The migrant who rushed back home after the quake was ready to return to her work site, bringing her mother.

Li Jiahui, 41, lived in Shilong Village, Beichuan, and left home five years ago with her husband and son to work in Zhejiang.

She rushed back after the earthquake, finding her 73-year-old mother in a shelter. Her father was dead.

After the funeral, Li was eager to go back to work. "It is impossible for us to live without working in cities," she said.

Her family had five mu (about 0.3 hectares) of land, growing corn and potatoes, before the area was converted to forest.

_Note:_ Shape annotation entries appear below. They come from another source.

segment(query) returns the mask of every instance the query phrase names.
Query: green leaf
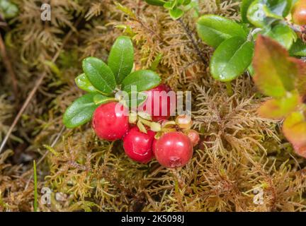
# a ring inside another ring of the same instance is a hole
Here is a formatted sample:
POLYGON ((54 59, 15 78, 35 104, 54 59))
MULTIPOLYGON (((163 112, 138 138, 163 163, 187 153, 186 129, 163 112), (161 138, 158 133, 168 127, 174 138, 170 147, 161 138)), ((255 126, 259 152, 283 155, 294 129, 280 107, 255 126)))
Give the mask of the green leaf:
POLYGON ((289 52, 290 55, 306 56, 306 44, 300 39, 298 39, 297 41, 293 43, 289 52))
POLYGON ((289 49, 297 39, 295 32, 288 25, 278 24, 268 32, 266 35, 278 42, 287 49, 289 49))
POLYGON ((264 28, 286 16, 291 7, 291 0, 256 0, 249 6, 246 16, 256 27, 264 28))
POLYGON ((281 119, 293 112, 299 103, 300 96, 297 93, 290 93, 287 97, 267 100, 258 112, 262 117, 281 119))
POLYGON ((111 93, 116 85, 112 70, 102 60, 89 56, 83 60, 83 71, 95 88, 111 93))
POLYGON ((108 64, 115 75, 117 84, 129 75, 134 64, 134 49, 129 37, 120 36, 115 41, 108 56, 108 64))
POLYGON ((161 82, 159 76, 149 70, 140 70, 128 75, 122 83, 123 90, 131 93, 132 85, 135 85, 137 92, 152 89, 161 82))
POLYGON ((174 8, 169 11, 170 16, 174 20, 177 20, 180 17, 181 17, 183 14, 183 11, 178 8, 174 7, 174 8))
POLYGON ((247 36, 242 26, 216 15, 201 16, 197 23, 197 31, 204 42, 215 48, 230 37, 240 36, 246 38, 247 36))
POLYGON ((11 19, 17 16, 18 8, 16 5, 7 0, 0 1, 0 12, 6 19, 11 19))
POLYGON ((263 28, 268 23, 264 8, 266 6, 261 0, 253 1, 246 12, 248 20, 254 25, 263 28))
POLYGON ((188 6, 191 3, 191 0, 185 0, 183 2, 183 6, 188 6))
POLYGON ((295 80, 300 73, 298 63, 272 39, 259 35, 253 66, 255 84, 265 95, 282 97, 295 88, 295 80))
POLYGON ((254 0, 242 0, 240 6, 240 13, 242 17, 242 20, 243 23, 249 23, 249 20, 246 17, 247 10, 254 0))
POLYGON ((91 119, 98 105, 94 102, 94 93, 88 93, 74 100, 66 109, 63 122, 67 128, 75 128, 91 119))
POLYGON ((134 105, 135 103, 136 103, 136 107, 142 105, 147 100, 147 95, 142 92, 136 92, 133 93, 129 93, 129 95, 125 97, 128 97, 128 98, 125 98, 122 100, 123 104, 128 107, 132 107, 132 105, 134 105))
POLYGON ((215 51, 210 61, 212 77, 221 81, 230 81, 241 75, 250 65, 254 44, 241 37, 231 37, 215 51))
POLYGON ((110 102, 114 102, 116 100, 113 97, 106 97, 101 94, 96 94, 94 96, 94 102, 96 105, 106 104, 110 102))
POLYGON ((145 1, 150 5, 162 6, 166 3, 165 1, 162 0, 145 0, 145 1))
POLYGON ((253 77, 254 75, 255 74, 255 71, 254 71, 253 65, 251 65, 251 64, 248 66, 247 71, 251 77, 253 77))
POLYGON ((89 93, 97 93, 98 90, 91 85, 89 80, 85 76, 85 73, 81 73, 75 78, 75 83, 81 90, 89 93))
POLYGON ((306 145, 306 120, 303 113, 291 113, 283 122, 283 132, 293 146, 306 145))
POLYGON ((164 7, 166 9, 169 9, 169 10, 172 9, 174 8, 176 3, 176 0, 169 1, 164 4, 164 7))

Since then, they have hardly any income apart from the 1,100-yuan subsidy from the local government.

With more than 80 million people, Sichuan is one of China's major sources of domestic migrant workers.

In Li's village, half of the more than 400 people have migrated to work in cities, leaving only the elderly and children.

Her husband was a carpenter, while she and her son did chores on a construction site, netting more than 10,000 yuan a year.

"We will rent a new house and live with my mother in Zhejiang," she said. By removing quake survivors from the stricken region, "we can help ease the government's burden," added Li.

Back to the field

Wiping off tears for his son, who was buried after the quake, Wang Defu has harvested most of the wheat on his field and started to plant rice.

"The government sent us a tent and food, but we couldn't just sit and cry for help," said the man in Shihe Village, Mianzhu. "Life goes on. If the farm work is delayed, life in the next half of the year would be more bitter."

The quake severed power supplies to 690,000 households out of 940,000 in Deyang.

To get the water pumps working again, Zeng Deping from the local electricity station worked overnight on Tuesday to fix power supply lines.

Most of the power lines have been re-connected. About 1.71 million households in Sichuan, or 88.4 percent of those that experienced power cuts after earthquake, have regained access to power.

Water supply has also resumed in all the county seats affected in the earthquake, except the seats of Wenchuan and Beichuan.

"Now we feel relieved, without having to worry about irrigation," Wang said.